L'usage d'une œuvre à titre privé peut aller jusqu'au contournement des mesures de protection[20]. Le contrôle de l'utilisation de l'œuvre par des clauses contractuelles étant quasiment toujours réduit à néant, se pose alors la question de la licéité de la protection de l'œuvre par des mesures techniques. Elles étaient contraires au § 53 UrhG, mais la loi transposant la directive 2001/29/CE du 22 mai 2001 sur la position de l'auteur dans la société de l'information[21] a introduit les §§ 95a-d UrhG, qui autorisent ces mesures techniques de protection et sanctionnent leur contournement délibéré. Cependant, ces dispositions ne s'appliquent pas aux programmes d'ordinateur car le § 69c n° 1 UrhG accorde au titulaire des droits d'exploitation le droit d'interdire ou de restreindre la reproduction du logiciel. En droit français également, l'utilisation d'une œuvre à des fins privées n'empêche pas d'ôter les verrous[22], mais la vente de procédés de « déplombage » est interdite (L 122-6-2 C. prop. intell.).

Les modalités d'exploitation d'une œuvre ne sont qu'un aspect du droit d'auteur. Comme l'atteste la réforme récente du droit d'auteur, la rémunération de l'auteur est un autre aspect important du droit de la propriété intellectuelle et artistique.

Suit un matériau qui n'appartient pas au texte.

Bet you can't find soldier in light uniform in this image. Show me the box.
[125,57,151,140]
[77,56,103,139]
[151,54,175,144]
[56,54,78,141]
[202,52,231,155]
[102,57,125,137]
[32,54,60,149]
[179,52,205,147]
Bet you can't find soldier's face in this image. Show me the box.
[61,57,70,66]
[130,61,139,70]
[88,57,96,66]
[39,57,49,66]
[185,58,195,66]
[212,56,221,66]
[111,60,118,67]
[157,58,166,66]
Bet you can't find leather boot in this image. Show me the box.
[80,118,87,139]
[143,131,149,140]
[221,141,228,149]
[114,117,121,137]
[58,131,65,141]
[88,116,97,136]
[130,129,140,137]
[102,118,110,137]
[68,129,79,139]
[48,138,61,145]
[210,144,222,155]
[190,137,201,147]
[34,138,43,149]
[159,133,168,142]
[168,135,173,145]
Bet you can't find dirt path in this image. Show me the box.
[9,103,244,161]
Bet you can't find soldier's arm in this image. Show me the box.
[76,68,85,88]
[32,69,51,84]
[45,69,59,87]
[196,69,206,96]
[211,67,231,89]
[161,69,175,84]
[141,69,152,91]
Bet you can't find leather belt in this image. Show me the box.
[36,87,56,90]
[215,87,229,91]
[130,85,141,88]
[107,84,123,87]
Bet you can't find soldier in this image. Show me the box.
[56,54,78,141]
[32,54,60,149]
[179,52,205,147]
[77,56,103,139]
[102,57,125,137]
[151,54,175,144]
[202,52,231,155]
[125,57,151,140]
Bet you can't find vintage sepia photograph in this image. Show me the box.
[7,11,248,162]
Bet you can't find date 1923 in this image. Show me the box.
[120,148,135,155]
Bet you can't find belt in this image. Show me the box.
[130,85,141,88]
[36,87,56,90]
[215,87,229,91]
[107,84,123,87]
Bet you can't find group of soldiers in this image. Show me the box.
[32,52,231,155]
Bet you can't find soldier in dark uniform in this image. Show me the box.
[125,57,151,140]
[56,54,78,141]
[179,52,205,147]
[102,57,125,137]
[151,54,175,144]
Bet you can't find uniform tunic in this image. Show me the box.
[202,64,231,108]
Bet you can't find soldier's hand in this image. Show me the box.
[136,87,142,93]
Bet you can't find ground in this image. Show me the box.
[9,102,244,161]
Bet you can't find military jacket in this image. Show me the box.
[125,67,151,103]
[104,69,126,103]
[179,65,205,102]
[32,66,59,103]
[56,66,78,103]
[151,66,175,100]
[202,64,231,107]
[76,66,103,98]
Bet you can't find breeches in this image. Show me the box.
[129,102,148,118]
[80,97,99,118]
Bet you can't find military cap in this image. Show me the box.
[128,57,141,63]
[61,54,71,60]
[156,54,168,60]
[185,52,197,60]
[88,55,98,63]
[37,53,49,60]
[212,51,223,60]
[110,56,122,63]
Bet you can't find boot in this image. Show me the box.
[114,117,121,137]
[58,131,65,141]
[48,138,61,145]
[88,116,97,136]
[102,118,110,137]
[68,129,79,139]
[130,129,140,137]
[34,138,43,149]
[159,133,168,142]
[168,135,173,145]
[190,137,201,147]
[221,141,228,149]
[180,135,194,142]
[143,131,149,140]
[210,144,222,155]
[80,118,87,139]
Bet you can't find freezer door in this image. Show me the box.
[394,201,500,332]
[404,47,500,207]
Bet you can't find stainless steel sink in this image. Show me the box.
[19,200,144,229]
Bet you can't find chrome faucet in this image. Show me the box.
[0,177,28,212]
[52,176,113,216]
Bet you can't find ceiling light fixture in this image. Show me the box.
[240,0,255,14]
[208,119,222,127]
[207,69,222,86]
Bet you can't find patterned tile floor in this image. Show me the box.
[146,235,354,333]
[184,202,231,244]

La rémunération du programmeur

La réforme du droit de la propriété intellectuelle et artistique a accordé à l'auteur d'une œuvre deux actions pour demander une juste indemnisation, l'une ex ante si la rémunération n'est pas déterminée (§ 32 UrhG), l'autre ex post si la rémunération reçue est infime au regard du profit réalisé à l'occasion de l'exploitation de l'œuvre (§ 32a UrhG). En principe, un programmeur pourra donc demander à celui qui exploite l'œuvre une rémunération proportionnée aux gains réalisés à l'aide du programme, en se fondant sur le § 32a UrhG. Cependant, le logiciel fait l'objet de dispositions spécifiques aux §§ 69a et s. UrhG. Les droits patrimoniaux sur un programme d'ordinateur sont, comme en droit français[23] exclusivement réservés à l'employeur du programmeur (§ 69b UrhG). Une jurisprudence antérieure à la réforme avait même décidé que le programme réalisé par un ingénieur en dehors de l'exercice de ses fonctions pouvait être exploité par l'employeur, sauf convention contraire dans le contrat de travail[24]. Sur ce point, la jurisprudence allemande était plus extensive que la jurisprudence française, laquelle a refusé à l'employeur l'exploitation d'un logiciel élaboré par l'un de ses employés en dehors de ses fonctions[25]. À l'inverse, lorsque le logiciel a été élaboré par un salarié dans le cadre de ses fonctions, ce salarié n'a droit à aucune rémunération supplémentaire (C. Prop. intell. art. L 113-9)[26]. Comme en droit français, le droit à la publication de l'œuvre et le droit d'interdire l'altération de l'œuvre sont réservés à l'employeur, le seul droit restant au programmeur étant le droit à la paternité de l'œuvre[27] (§ 13 UrhG, art. L 121-7 C. Prop. intell. a contrario).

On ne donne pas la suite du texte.